Page MenuHomeSolus

libEGL_nvidia.so.1 should really have been libEGL_nvidia.so.0
ClosedPublic

Authored by xulongwu4 on Dec 1 2018, 11:06 PM.

Details

Summary

The naming scheme of the shared libraries in nvidia-glx-driver-common is not correct.
This causes runtime error when running nvidia-docker.
This patch uses the SONAME reported by objdump to determine the library name.

Test Plan

Tested with nvidia-docker (D4518).

Diff Detail

Repository
R2210 nvidia-glx-driver
Lint
Automatic diff as part of commit; lint not applicable.
Unit
Automatic diff as part of commit; unit tests not applicable.
xulongwu4 created this revision.Dec 1 2018, 11:06 PM
xulongwu4 requested review of this revision.Dec 1 2018, 11:06 PM
xulongwu4 edited the test plan for this revision. (Show Details)Dec 1 2018, 11:08 PM
DataDrake accepted this revision.Dec 11 2018, 3:06 AM
DataDrake added a subscriber: DataDrake.

LGTM. Thanks!

This revision is now accepted and ready to land.Dec 11 2018, 3:06 AM
DataDrake requested changes to this revision.Dec 11 2018, 3:12 AM

Needs a rebuild

This revision now requires changes to proceed.Dec 11 2018, 3:12 AM

Is there anything I still need to do for this patch? @DataDrake

the rest is fine, it just needs rebuild because there were new releases

xulongwu4 updated this revision to Diff 11357.Dec 11 2018, 4:37 AM

Fix release number

You can't just edit it that way, it needs to be rebased on the latest commit from the repo.

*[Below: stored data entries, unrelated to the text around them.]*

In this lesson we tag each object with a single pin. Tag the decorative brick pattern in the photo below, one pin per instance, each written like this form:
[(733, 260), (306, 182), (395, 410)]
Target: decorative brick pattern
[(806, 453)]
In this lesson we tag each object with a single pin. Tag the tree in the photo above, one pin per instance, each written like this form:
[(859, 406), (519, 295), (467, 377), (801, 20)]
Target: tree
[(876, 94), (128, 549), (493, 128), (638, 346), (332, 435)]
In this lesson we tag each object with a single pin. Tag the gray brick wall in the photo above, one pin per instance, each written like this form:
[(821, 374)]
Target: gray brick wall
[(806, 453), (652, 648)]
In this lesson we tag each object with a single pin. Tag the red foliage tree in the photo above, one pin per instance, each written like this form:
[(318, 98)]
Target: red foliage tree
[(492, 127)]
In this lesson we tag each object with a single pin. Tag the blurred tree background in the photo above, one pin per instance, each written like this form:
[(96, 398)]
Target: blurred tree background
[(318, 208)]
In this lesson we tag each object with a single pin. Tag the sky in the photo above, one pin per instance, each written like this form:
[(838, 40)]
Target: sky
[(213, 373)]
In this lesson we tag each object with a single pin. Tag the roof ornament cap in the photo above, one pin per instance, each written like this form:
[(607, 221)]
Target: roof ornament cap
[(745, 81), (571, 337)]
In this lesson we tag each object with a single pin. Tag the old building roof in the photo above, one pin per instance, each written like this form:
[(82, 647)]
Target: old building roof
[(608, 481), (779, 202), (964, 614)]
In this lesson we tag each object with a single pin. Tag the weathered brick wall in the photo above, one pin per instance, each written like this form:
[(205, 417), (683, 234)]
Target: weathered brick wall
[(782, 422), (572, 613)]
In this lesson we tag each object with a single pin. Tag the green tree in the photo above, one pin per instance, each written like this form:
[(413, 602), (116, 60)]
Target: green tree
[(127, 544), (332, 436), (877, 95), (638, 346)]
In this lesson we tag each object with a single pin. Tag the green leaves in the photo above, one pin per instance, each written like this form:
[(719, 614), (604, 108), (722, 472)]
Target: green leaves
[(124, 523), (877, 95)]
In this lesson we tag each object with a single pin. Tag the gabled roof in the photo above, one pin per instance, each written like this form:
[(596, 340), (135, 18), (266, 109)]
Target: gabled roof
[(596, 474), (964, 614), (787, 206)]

xulongwu4 updated this revision to Diff 11360.Dec 11 2018, 4:43 AM

Rebuild the package

I'm trying to be clear here, but you aren't following. You need to rebase the patch on the latest commit. That isn't fixed with a rebuild. You need to do it with git.

So when you do figure that out, you also need to fix the dozen or so missing libraries. that's not ok.

xulongwu4 updated this revision to Diff 11361.Dec 11 2018, 4:52 AM

Rebase the patch on latest commit

JoshStrobl added inline comments.
package.yml
134–137

Why are you doing all this and not just changing the .1 to .0 in the symlink call?

So when you do figure that out, you also need to fix the dozen or so missing libraries. that's not ok.

The libraries aren't really missing here. What are missing are some symlinks.

I modified the redo_libs function in the package.yml file. So now it creates the symlink based on the reported soname of the libraries. For some libraries, e.g. libnvidia-gtk3.so.410.78, its soname is also libnvidia-gtk3.so.410.78. Thus the function won't create the symlink libnvidia-gtk3.so.1 for it. While with the original redo_libs function this symlink would have been created. There are about 10 libraries whose sonames match their current names, and the symlinks to those are "missing" in the new build. However, they should not impact anything.

Or you could just change line 142 to reflect .0 instead of .1, it would work the same and you wouldn't go breaking my symlinks. :)

xulongwu4 added inline comments.Dec 11 2018, 5:00 AM
package.yml
134–137

The only library needs to be changed is libEGL_nvidia.so. I tried to find a systematic way to determine whether we should call it libEGL_nvidia.so.0 or libEGL_nvidia.so.1 rather than random guessing. This is also the way that other programs (e.g. nvidia-docker determines which library to link to during runtime). That is why I am using objdump here.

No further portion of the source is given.